In 2012, Holsapple reunited with the dB's to complete their first new studio album in 25 years and their first in 30 years with the original 1978 lineup. Falling Off the Sky was released on Bar/None Records on June 12, 2012.

Holsapple released a solo single, "Don't Mention the War", on his own Hawthorne Curve Records on February 3, 2017, and released his second solo album, Game Day, in July 2018 on the Omnivore label. His record label is named for a notorious section of Interstate 40 in Winston-Salem.

On June 12, 2021, Holsapple and Stamey released Our Back Pages on Omnivore, an album of acoustic arrangements of songs by the dB's for Record Store Day.

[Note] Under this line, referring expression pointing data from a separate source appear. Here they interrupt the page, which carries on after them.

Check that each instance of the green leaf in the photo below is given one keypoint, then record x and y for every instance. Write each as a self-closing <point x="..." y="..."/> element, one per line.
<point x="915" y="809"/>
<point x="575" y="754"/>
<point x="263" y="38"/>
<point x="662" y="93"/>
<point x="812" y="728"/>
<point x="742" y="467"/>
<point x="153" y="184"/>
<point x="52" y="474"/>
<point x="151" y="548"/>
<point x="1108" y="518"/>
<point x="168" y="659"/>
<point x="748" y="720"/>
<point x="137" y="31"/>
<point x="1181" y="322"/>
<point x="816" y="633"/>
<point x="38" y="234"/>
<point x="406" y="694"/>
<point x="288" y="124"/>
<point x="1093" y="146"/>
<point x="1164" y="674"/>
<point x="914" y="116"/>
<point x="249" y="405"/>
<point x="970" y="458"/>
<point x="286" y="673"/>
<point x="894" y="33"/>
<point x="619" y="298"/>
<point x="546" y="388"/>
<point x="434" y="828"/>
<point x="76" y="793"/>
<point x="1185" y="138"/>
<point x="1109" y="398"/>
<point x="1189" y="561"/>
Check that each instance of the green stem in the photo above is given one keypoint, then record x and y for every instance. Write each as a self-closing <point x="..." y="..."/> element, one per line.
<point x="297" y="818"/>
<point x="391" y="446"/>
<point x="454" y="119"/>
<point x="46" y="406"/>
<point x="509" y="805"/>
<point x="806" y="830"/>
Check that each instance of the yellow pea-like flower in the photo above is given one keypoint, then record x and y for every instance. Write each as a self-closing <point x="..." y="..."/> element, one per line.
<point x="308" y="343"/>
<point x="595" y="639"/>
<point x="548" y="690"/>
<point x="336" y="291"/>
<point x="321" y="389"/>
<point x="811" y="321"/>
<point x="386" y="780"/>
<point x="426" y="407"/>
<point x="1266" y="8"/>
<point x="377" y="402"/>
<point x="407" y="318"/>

Holsapple undertook a Peter Holsapple Makes Himself at Home Tour in 2022.

In 2024, Holsapple was playing with The Paranoid Style, alongside Michael Venutolo-Mantovani.

On Record Store Day 2025 (April 12), Holsapple released his third solo album, The Face of 68, on Label 51 Recordings.

== Personal life ==
Holsapple has three children (a daughter from his second marriage and a son and daughter from his third), and is also a grandfather.

In the aftermath of Hurricane Katrina, Holsapple relocated from New Orleans to Durham, North Carolina. He has a small recording studio behind his home which he calls the Hit Shed.

His father died in 2008, at the age of 95. "He was the kindest man I've ever known," Holsapple said in 2024. His mother died in 2013, aged 91.